F3 The Adviser serves as the investment adviser to the Funds. In connection with the services provided by the Adviser, the Adviser receives an asset-based management fee that does not confer any pecuniary interest in the securities held by the Funds. The Adviser GP is the Adviser's sole general partner. Julian C. Baker and Felix J. Baker are managing members of the Adviser GP. The Adviser has complete and unlimited discretion and authority with respect to the investment and voting power of the securities held by the Funds. The general partners of the Funds relinquished to the Adviser all discretion and authority with respect to the investment and voting power of the securities held by the Funds.
F4 Julian C. Baker, Felix J. Baker, the Adviser GP and the Adviser disclaim beneficial ownership of the securities held directly by the Funds except to the extent of their pecuniary interest therein, and this report shall not be deemed an admission that any of Julian C. Baker, Felix J. Baker, the Adviser GP or the Adviser is a beneficial owner of such securities for purposes of Section 16 or any other purpose.
F5 After giving effect to the transaction reported herein and as a result of their ownership interest in (i) Baker Biotech Capital, L.P. and (ii) 667, Julian C. Baker and Felix J. Baker each may be deemed to have an indirect pecuniary interest in the Stock Options reported in column 9 of Table II held for the benefit of 667, a limited partnership of which the sole general partner is BakerBiotech Capital, L.P., a limited partnership of which the sole general partner is Baker Biotech Capital (GP), LLC, due to their interest in 667 and Baker Biotech Capital, L.P.'s right to receive an allocation of a portion of the profits from 667.
F6 The acquisition of Stock Options reported on this form represents a single grant to Felix J. Baker of 32,000 Stock Options on Table II. This grant of 32,000 Stock Options for Felix J. Baker is reported for each of the Funds as each has an indirect pecuniary interest in such securities.

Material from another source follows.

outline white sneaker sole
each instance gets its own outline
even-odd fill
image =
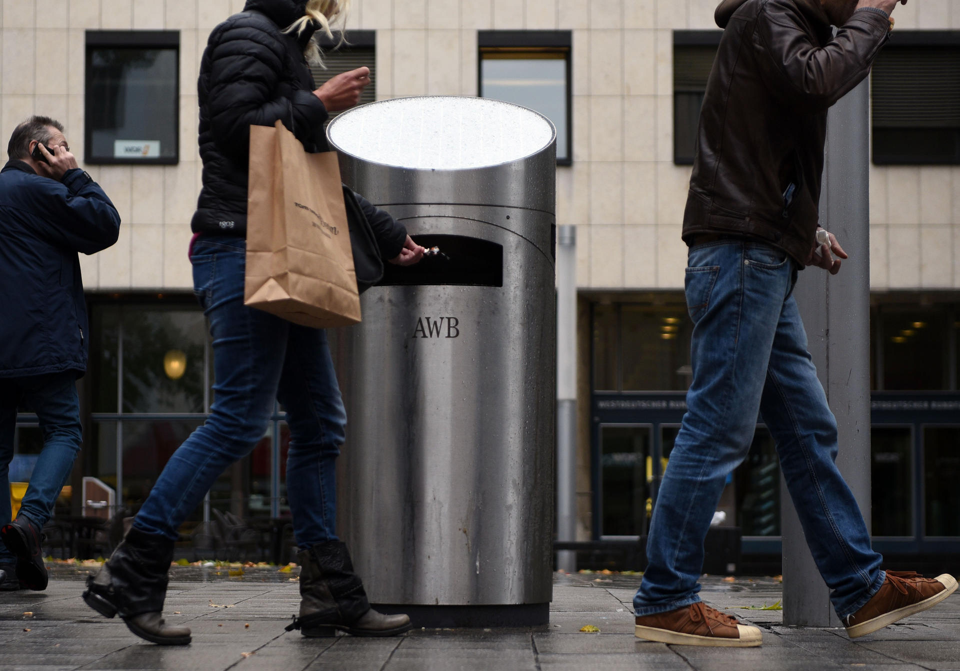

F7 After giving effect to the transaction reported herein and as a result of their ownership interest in (i) Baker Brothers Life Sciences Capital, L.P. and (ii) Life Sciences, Julian C. Baker and Felix J.Baker each may be deemed to have an indirect pecuniary interest in the Stock Options reported in column 9 of Table II held for the benefit of Life Sciences, a limited partnership of which the sole general partner is Baker Brothers Life Sciences Capital, L.P., a limited partnership of which the sole general partner is Baker Brothers Life Sciences Capital (GP), LLC, due to their interest in Life Sciences and Baker Brothers Life Sciences Capital, L.P.'s right to receive an allocation of a portion of the profits from Life Sciences.

Remarks:

Felix J. Baker, a managing member of Baker Bros. Advisors (GP) LLC is a director of Kymera Therapeutics, Inc. (the "Issuer"). By virtue of their representation on the board of directors of the Issuer, for purposes of Section 16 of the Securities Exchange Act of1934, as amended, the reporting persons other than Felix J. Baker are deemed directors by deputization of the Issuer.